Cour d’appel de Bastia, le 16 février 2011, n°10/00180

La société en redressement judiciaire a vu son plan de redressement rejeté par le tribunal de commerce d’Ajaccio le 15 février 2010. Cette décision a entraîné la liquidation judiciaire de la société et la nomination d’un mandataire liquidateur. La société a formé un appel contre ce jugement. Le mandataire liquidateur a demandé l’application de l’article 700 du code de procédure civile. La Cour d’appel de Bastia, par un arrêt du 16 février 2011, a été saisie de cet appel. La société appelante n’a pas déposé de conclusions avant l’ordonnance de clôture de l’instance. La question se pose de savoir si l’absence de conclusions de l’appelant avant la clôture des débats entraîne l’irrecevabilité de son appel. La Cour d’appel confirme le jugement de première instance en relevant l’absence de conclusions régulières. Elle rejette également la demande fondée sur l’article 700 du code de procédure civile.

L’arrêt illustre rigoureusement l’application des règles procédurales gouvernant l’appel. Il rappelle ensuite les limites du pouvoir d’appréciation des juges du fond.

**I. La sanction procédurale de l’absence de conclusions : une application stricte des textes**

La Cour d’appel de Bastia applique avec rigueur les dispositions de l’article 562 du code de procédure civile. Elle rappelle que l’appel ne défère à la juridiction d’appel « que la connaissance des chefs de jugement qu’il critique expressément ou implicitement et de ceux qui en dépendent ». L’appelant, en ne déposant pas de conclusions avant l’ordonnance de clôture, a privé la Cour des moyens qu’il entendait invoquer. La Cour estime ainsi qu’elle est « uniquement tenue de répondre aux moyens dont elle est régulièrement saisie par conclusions ». Cette position est classique et conforme à une jurisprudence constante. Elle souligne le caractère essentiel des conclusions pour la contradiction et l’exercice des droits de la défense. L’arrêt rappelle que la procédure civile est une procédure écrite et contradictoire. Le défaut de conclusions laisse la juridiction dans l’ignorance des griefs précis. Elle ne peut alors procéder à un réexamen de la décision attaquée.

La Cour examine néanmoins son pouvoir de relever d’office certains moyens.
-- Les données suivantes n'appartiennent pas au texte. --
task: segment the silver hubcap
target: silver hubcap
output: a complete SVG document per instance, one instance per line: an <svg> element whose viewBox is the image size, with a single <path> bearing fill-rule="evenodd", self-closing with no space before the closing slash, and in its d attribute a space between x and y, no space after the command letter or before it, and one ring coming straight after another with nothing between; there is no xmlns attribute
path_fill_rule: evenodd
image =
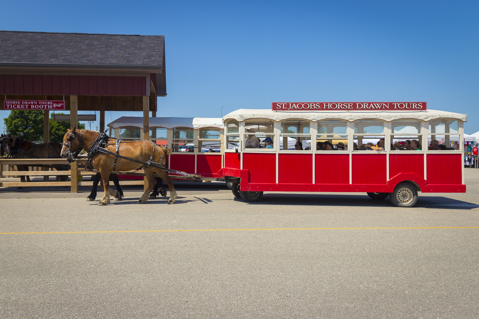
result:
<svg viewBox="0 0 479 319"><path fill-rule="evenodd" d="M401 188L396 193L396 198L399 203L407 204L412 200L412 192L409 188Z"/></svg>

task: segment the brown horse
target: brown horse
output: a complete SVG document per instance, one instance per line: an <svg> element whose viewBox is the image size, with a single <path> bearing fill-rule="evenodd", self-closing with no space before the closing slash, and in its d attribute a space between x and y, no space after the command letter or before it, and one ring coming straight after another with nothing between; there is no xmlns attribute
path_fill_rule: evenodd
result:
<svg viewBox="0 0 479 319"><path fill-rule="evenodd" d="M22 139L22 138L10 134L1 134L0 137L1 148L3 152L11 158L61 158L62 145L59 143L50 142L48 143L35 144L32 142ZM19 171L28 171L28 166L17 165ZM58 171L64 171L68 168L64 165L54 165L53 167ZM21 176L20 181L30 182L30 176ZM58 176L64 180L66 176ZM23 187L20 187L23 188Z"/></svg>
<svg viewBox="0 0 479 319"><path fill-rule="evenodd" d="M75 127L68 130L63 137L63 147L61 150L61 155L65 158L68 157L68 152L75 153L81 149L88 152L89 149L96 140L100 135L99 132L88 130L77 130ZM115 153L116 139L110 138L108 143L105 147L106 149ZM167 156L171 154L171 150L164 146L158 145L149 141L137 141L128 142L119 144L118 154L142 163L147 163L150 160L156 163L166 164ZM103 183L103 188L105 194L103 199L100 201L99 205L104 205L110 202L110 192L109 176L110 172L114 171L114 164L115 156L100 152L97 153L91 157L93 167L100 171ZM116 170L117 171L129 171L138 168L138 164L135 162L118 157L116 160ZM175 199L178 196L173 186L173 181L165 171L160 168L144 165L145 175L148 181L148 187L143 196L138 201L138 204L144 204L148 199L148 194L151 191L156 181L154 173L156 173L160 177L165 181L170 187L170 200L169 204L174 204ZM113 194L112 194L113 195Z"/></svg>

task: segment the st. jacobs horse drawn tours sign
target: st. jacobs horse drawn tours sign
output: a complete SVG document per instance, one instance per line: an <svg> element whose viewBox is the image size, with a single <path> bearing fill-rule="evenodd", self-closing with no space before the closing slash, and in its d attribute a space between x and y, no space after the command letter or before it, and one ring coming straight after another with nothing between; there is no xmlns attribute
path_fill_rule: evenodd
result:
<svg viewBox="0 0 479 319"><path fill-rule="evenodd" d="M425 102L312 102L272 103L274 111L425 110Z"/></svg>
Elle constate « qu’il n’existe pas en la cause de moyens d’ordre public qu’elle devrait relever d’office ». Cette vérification est une obligation pour la juridiction d’appel. Elle permet d’éviter qu’une carence purement procédurale de l’appelant ne fasse obstacle à la correction d’une violation grave du droit. L’arrêt démontre ainsi une application mesurée de la règle. La sanction est sévère mais proportionnée. Elle protège le principe du contradictoire sans sacrifier le contrôle des règles d’ordre public. Cette solution assure la sécurité juridique des débats. Elle préserve également l’autorité de la chose jugée en première instance.
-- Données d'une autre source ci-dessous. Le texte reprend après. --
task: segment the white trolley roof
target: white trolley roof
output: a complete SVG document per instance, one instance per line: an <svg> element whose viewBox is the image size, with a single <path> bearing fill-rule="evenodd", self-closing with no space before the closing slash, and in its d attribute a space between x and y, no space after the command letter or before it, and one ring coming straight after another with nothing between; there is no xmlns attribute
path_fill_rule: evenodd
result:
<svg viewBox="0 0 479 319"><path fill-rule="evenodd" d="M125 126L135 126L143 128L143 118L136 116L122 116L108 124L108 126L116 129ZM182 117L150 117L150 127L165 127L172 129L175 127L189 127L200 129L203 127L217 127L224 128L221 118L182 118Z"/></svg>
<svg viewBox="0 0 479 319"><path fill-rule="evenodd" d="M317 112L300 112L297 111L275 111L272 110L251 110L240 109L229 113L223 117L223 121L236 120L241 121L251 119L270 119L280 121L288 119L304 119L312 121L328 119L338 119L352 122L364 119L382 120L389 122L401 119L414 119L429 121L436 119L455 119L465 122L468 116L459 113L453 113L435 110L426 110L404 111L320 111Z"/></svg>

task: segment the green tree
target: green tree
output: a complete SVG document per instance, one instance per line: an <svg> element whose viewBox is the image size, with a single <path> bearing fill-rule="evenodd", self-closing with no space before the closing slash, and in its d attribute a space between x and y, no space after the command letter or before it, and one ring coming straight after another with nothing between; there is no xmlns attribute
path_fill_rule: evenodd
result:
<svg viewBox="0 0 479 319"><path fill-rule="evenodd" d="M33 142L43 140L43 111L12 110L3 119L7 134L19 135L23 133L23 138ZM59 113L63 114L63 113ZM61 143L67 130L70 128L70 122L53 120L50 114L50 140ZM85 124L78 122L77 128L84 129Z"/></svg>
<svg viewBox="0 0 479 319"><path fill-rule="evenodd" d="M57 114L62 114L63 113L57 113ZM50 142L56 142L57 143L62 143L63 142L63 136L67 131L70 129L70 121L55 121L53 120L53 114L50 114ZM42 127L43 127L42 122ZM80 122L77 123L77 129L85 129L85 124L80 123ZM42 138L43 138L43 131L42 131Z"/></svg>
**II. Le rejet de la demande sur le fondement de l’article 700 du code de procédure civile : une appréciation souveraine de l’équité**

Le mandataire liquidateur avait sollicité une condamnation sur le fondement de l’article 700 du code de procédure civile. La Cour d’appel rejette cette demande en considérant que « l’équité ne commande pas de prononcer une condamnation de ce chef ». Ce pouvoir discrétionnaire des juges du fond est traditionnel. L’article 700 confère en effet aux juges une large liberté pour apprécier si les frais exposés par une partie ne peuvent être laissés à sa charge. L’arrêt ne motive pas davantage ce refus. Cette absence de motivation spécifique est permise par la nature même de cette disposition. La Cour d’appel exerce ici son pouvoir souverain d’appréciation. Elle n’est pas tenue de justifier en détail un refus fondé sur l’équité.

Cette décision peut être analysée au regard du contexte de la procédure collective. Les frais de la procédure sont déjà qualifiés de « frais privilégiés de liquidation judiciaire ». La Cour a peut-être estimé que cette qualification offrait une garantie suffisante. L’équité pouvait alors ne pas commander une condamnation supplémentaire. L’arrêt illustre la marge de manœuvre des juges dans l’application de l’article 700. Il confirme que cette disposition ne constitue pas un droit automatique à indemnisation. Son invocation reste subordonnée à une appréciation in concreto des circonstances de l’instance. La solution retenue paraît adaptée à l’espèce. Elle évite d’alourdir inutilement les charges de la procédure collective.

Source : Cour de cassation – Base Open Data « Judilibre » & « Légifrance ».